The ice-cream man had no idea what the twins were talking about, so other youths tried to help:

“Ya hatchem yabloko, krasnya sabatchka!” said one.

“Cujus regio, Ejus religio…” offered another.

“Whether I shall be found to be the hero of my own biography,” began a third, “or whether that honor shall fall to someone else, it shall be the purpose of these pages to relate.”

It’s not entirely clear who added, “0111-011-0111-011-0000-110-000-01010-0001…”

Of course, it was all to no avail. By nightfall, the children of Paidup Mácondo could no longer understand even one another. The plague of incoherence raged in our town for months, infecting its adults as well, until one morning the lot of us woke to discover we’d elected as governor of the province an Austrian-born ex-bodybuilder who could not speak Spanish at all…
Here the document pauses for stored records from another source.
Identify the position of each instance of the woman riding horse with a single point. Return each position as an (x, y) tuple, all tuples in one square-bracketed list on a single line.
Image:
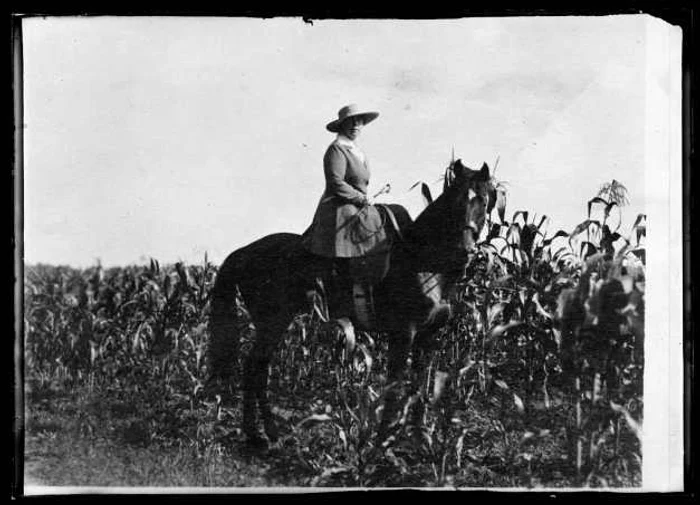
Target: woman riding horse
[(272, 276), (345, 224)]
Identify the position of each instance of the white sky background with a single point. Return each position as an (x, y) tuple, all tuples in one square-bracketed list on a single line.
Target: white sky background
[(168, 137)]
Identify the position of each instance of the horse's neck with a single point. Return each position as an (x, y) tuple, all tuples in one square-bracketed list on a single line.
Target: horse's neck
[(427, 245)]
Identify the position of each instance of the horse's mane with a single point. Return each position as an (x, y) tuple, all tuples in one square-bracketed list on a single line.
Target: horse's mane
[(427, 236), (433, 220)]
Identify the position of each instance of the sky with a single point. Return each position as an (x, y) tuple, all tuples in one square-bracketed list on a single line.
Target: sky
[(169, 137)]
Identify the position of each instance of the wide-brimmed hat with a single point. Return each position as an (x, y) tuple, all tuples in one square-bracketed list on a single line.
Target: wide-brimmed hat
[(351, 110)]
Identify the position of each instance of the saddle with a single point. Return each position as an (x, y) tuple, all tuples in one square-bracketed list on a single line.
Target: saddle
[(352, 280)]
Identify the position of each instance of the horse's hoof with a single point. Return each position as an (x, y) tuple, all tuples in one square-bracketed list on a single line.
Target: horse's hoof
[(257, 443), (272, 431)]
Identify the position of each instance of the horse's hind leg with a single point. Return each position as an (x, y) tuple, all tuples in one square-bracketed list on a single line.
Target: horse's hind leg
[(255, 383)]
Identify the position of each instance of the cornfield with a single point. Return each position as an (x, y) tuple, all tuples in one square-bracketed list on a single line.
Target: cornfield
[(536, 379)]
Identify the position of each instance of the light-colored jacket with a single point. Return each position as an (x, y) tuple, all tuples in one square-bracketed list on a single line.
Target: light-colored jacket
[(344, 225)]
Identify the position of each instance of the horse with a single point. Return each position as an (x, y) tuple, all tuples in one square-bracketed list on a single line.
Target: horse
[(273, 276)]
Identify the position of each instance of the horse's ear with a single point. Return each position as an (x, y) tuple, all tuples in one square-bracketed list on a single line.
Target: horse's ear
[(484, 172), (460, 171)]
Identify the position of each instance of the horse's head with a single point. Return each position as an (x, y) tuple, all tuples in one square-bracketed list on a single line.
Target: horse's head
[(472, 199)]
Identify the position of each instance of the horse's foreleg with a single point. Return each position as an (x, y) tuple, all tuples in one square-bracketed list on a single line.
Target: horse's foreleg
[(256, 379), (423, 349), (399, 350)]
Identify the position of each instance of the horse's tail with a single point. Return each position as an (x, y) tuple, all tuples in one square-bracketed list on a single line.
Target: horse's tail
[(225, 322)]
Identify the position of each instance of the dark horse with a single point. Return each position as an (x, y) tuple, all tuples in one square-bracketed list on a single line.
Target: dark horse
[(274, 276)]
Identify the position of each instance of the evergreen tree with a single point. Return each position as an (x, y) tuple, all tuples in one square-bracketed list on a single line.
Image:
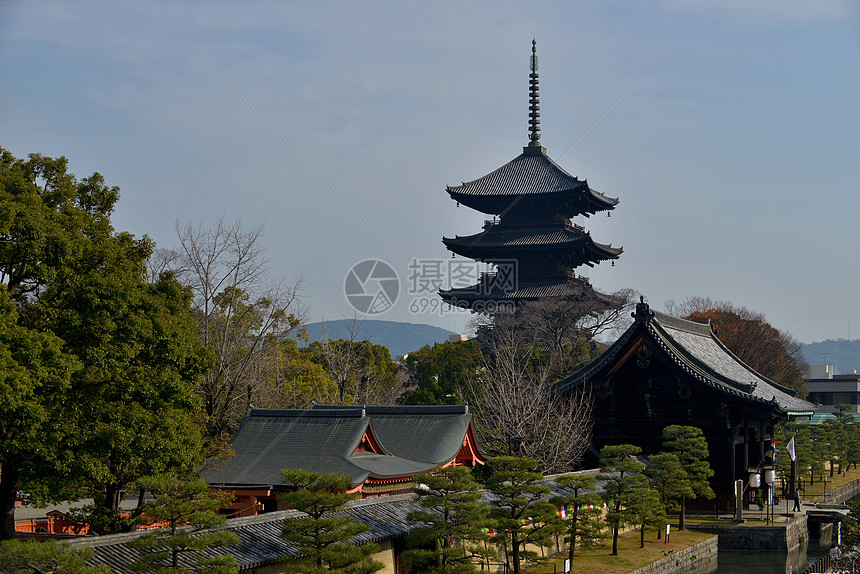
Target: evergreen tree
[(323, 538), (188, 507), (519, 510), (669, 479), (441, 374), (126, 408), (644, 508), (690, 446), (582, 509), (454, 518), (621, 473)]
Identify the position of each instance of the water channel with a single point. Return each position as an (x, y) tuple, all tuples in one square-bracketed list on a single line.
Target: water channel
[(769, 562)]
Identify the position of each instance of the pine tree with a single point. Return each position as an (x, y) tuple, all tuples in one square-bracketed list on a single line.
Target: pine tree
[(669, 479), (519, 511), (645, 509), (690, 446), (621, 473), (189, 508), (583, 510), (323, 538), (454, 518)]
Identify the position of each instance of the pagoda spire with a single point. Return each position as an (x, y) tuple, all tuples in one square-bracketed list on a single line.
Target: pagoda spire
[(534, 105)]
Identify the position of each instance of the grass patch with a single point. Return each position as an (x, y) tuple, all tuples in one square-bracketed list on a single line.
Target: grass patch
[(598, 560)]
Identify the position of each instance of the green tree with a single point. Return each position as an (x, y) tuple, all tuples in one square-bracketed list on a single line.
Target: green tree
[(441, 374), (621, 473), (190, 510), (582, 508), (519, 510), (126, 409), (323, 538), (46, 557), (690, 446), (297, 382), (35, 379), (453, 520), (669, 479)]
O, Paidup Mácondo! How dear to me are my memories of your manicured lawns and eight-lane sidewalks, your byzantine Voting Propositions and dog-leash bylaws…I would have thought your blandness was forever! For who could have foreseen the whirlwind that would pitch one day to peel away your façade of affluence? Who could have predicted it would be found, in the end, that your story was never one of wealth but of insolvency, never of capital but of overdrafts, never of dividends but of liability? No man, certainly (and obviously not that jerk from Morgan Stanley). O, Century of tastelessness and conformity! O, Un-paid-up Paidup Mácondo! Who could have guessed at its conclusion your tale would be revealed as no more than, well — A Chronicle of a Debt Foretold!